The many octagons

There are several computer related octagons
  1. Bell Labs tried to call the “#” the octothorpe. It's now a band
  2. The Kalok Octagon hard drive had an 8 sided top:
    Kalok was founded by a former Seagate engineer, the same man who had been largely responsible for the pioneering ST-225.
    Kalok seemed to live on the edge of bankruptcy most of the time, and later morphed into JTS.
    [ JTS also made unreliable hard drives and went bankrupt ]
  3. A huge heavy 8 sided connector designed by Dimitry Grabbe for AMP, to connect 8 CPUs to a common core memory,
    currently in the hotel basement.
  4. A maker of embedded systems



It's the Octagon embedded systems that's of interest to IXR.

Professor Richard Gray Costello was my advisor and mentor when I was an undergrad at The Cooper Union school of Engineering.
I salvaged some of his embedded processor lab when the engineering labs were moved to the new "academic building".

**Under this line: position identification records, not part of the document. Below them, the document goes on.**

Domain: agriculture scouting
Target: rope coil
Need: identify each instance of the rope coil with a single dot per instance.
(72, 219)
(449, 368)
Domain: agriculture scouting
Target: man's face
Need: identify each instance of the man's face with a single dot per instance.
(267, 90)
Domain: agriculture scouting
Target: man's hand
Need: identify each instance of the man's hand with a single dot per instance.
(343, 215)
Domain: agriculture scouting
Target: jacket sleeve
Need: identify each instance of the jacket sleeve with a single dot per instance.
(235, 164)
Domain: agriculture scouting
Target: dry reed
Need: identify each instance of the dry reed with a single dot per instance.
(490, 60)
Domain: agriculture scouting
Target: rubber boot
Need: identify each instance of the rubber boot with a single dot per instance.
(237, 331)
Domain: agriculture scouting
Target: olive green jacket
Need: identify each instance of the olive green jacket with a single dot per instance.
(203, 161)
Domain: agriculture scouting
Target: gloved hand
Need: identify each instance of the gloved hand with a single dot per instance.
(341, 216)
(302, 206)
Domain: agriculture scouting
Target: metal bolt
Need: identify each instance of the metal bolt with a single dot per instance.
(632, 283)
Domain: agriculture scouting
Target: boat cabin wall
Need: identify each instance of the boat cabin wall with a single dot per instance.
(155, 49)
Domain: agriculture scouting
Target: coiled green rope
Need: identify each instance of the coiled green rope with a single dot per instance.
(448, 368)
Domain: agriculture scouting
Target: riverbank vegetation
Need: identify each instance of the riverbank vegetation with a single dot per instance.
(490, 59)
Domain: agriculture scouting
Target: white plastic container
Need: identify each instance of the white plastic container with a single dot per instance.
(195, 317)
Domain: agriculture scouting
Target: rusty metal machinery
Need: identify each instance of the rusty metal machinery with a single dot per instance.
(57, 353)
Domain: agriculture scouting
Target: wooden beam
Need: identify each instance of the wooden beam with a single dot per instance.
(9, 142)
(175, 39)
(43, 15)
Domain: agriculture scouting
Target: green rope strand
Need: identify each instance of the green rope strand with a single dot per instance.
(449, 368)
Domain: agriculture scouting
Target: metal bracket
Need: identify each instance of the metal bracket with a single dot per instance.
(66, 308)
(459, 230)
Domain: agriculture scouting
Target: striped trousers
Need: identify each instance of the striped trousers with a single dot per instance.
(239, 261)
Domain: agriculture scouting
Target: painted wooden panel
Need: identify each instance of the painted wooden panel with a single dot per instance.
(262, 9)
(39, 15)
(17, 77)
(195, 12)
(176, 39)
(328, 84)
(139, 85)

Octagon systems embedded systems catalogue

I donated the embedded lab to IXR.
It contains one Micro-PC card-cage containing a complete
8-bit ISA bus system running DOS, with plenty of interface cards, software and manuals.

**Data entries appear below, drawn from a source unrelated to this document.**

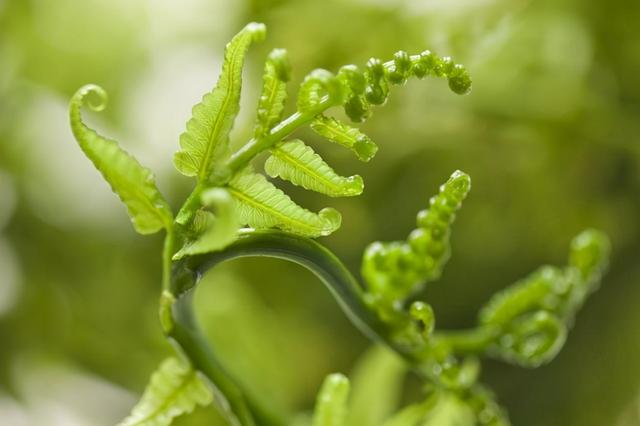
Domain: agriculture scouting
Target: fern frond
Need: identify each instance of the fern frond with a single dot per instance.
(260, 204)
(362, 89)
(395, 270)
(331, 403)
(299, 164)
(133, 183)
(319, 90)
(277, 72)
(212, 232)
(175, 389)
(205, 141)
(345, 135)
(533, 315)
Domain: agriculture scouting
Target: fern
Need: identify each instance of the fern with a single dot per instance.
(206, 139)
(262, 205)
(277, 72)
(526, 324)
(212, 232)
(134, 184)
(331, 404)
(175, 389)
(345, 135)
(299, 164)
(395, 270)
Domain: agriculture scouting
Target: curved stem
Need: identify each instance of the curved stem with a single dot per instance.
(187, 272)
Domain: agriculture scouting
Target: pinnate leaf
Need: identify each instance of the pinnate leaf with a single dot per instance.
(299, 164)
(134, 184)
(175, 389)
(277, 71)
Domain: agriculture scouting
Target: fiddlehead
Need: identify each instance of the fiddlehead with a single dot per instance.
(525, 324)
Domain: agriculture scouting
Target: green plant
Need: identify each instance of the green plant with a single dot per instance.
(235, 212)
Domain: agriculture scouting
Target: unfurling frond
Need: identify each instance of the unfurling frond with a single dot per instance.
(259, 204)
(331, 403)
(212, 231)
(395, 270)
(299, 164)
(206, 139)
(533, 315)
(277, 72)
(134, 184)
(175, 389)
(345, 135)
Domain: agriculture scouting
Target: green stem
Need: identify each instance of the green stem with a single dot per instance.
(306, 252)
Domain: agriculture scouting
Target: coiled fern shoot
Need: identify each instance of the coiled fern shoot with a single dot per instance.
(235, 211)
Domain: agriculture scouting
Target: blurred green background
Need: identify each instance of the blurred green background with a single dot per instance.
(549, 135)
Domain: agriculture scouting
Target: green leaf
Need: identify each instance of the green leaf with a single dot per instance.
(277, 72)
(450, 410)
(214, 232)
(134, 184)
(319, 90)
(394, 270)
(261, 205)
(206, 139)
(331, 403)
(299, 164)
(175, 389)
(376, 387)
(345, 135)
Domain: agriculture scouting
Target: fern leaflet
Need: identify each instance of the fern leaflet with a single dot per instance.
(134, 184)
(175, 389)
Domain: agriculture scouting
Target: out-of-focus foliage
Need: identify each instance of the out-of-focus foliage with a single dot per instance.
(549, 134)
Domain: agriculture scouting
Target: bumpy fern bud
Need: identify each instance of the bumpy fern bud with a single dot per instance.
(395, 270)
(533, 315)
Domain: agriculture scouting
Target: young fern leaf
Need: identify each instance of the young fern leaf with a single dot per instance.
(363, 89)
(345, 135)
(331, 403)
(213, 232)
(299, 164)
(134, 184)
(395, 270)
(260, 204)
(534, 314)
(277, 72)
(175, 389)
(319, 90)
(206, 139)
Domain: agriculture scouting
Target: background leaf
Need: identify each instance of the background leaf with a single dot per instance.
(262, 205)
(299, 164)
(175, 389)
(207, 136)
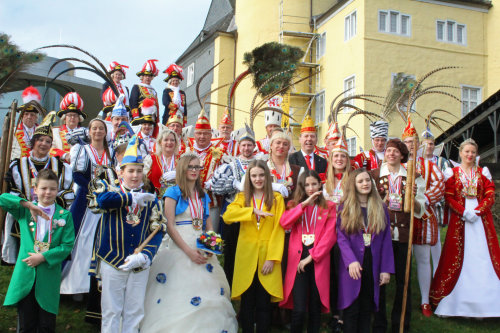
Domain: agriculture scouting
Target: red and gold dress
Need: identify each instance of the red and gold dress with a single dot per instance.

Even if you don't use the processor,
the I/O cards have extremely useful Interface Modules
for interfacing things with space for breadboarding your own circuit!



Interface Modules

A small protoboard with connectors for a 20 pin ribbon cable to
1: 4 position and 1: 16 position screw terminal block.
The STB-26 converts a 26 conductor ribbon cable to a screw terminal block.
Really handy for connecting individual wires to a breadboard or circuit
without cluttering it up with the individual wires.
The TBD-100 Terminal Block Interface Module
breaks out a 26 conductor ribbon cable to 24 parallel bits,
each output to a screw terminal block and a buffered LED
via 3: 2804 octal darlington transistor arrays
The TBD-100 Terminal Block Interface Module
tech specs and schematic

Not pictured: ribbon cable to sockets for solid state relays and industrial control modules.
The Crydom modules do NOT fit :-(

5970 prototyping card
with ISA bus buffering & decoding
and schematic!



Octagon embedded systems manuals

Manuals for many parts are still online here.
I downloaded these manuals (we might not have all these modules) Spec sheet for 8-lead Slo-Syn stepping motors

ISA bus references

8 bit PC-XT bus pinout
16 bit PC-AT bus pinout

And from the Midatlanticretro mailing list:
designing for the ISA bus

On Tue, 26 May 2009, David Comley wrote:
A good place to start is the Art of Electronics which has a chapter on several long in the tooth buses, including the ISA bus (which lives on, incidentally, in PC/104 modules).
I believe it discusses the physical aspects of ISA bus adapter design. It covers I/O and memory port address decoding, interrupts and the handshaking of all the ISA bus signals.
I also found this site http://www.cryogenius.com/hardware/isacard/ to be very useful as a reference and there are schematics for port address decoding right there on the page.
I've recently done quite a bit of work on ISA bus timing for a legacy project for my business. Everything seems straightforward enough if you're only dealing with 8 bit data. 16 bit transfers are a little more complex and probably best avoided for a first time project.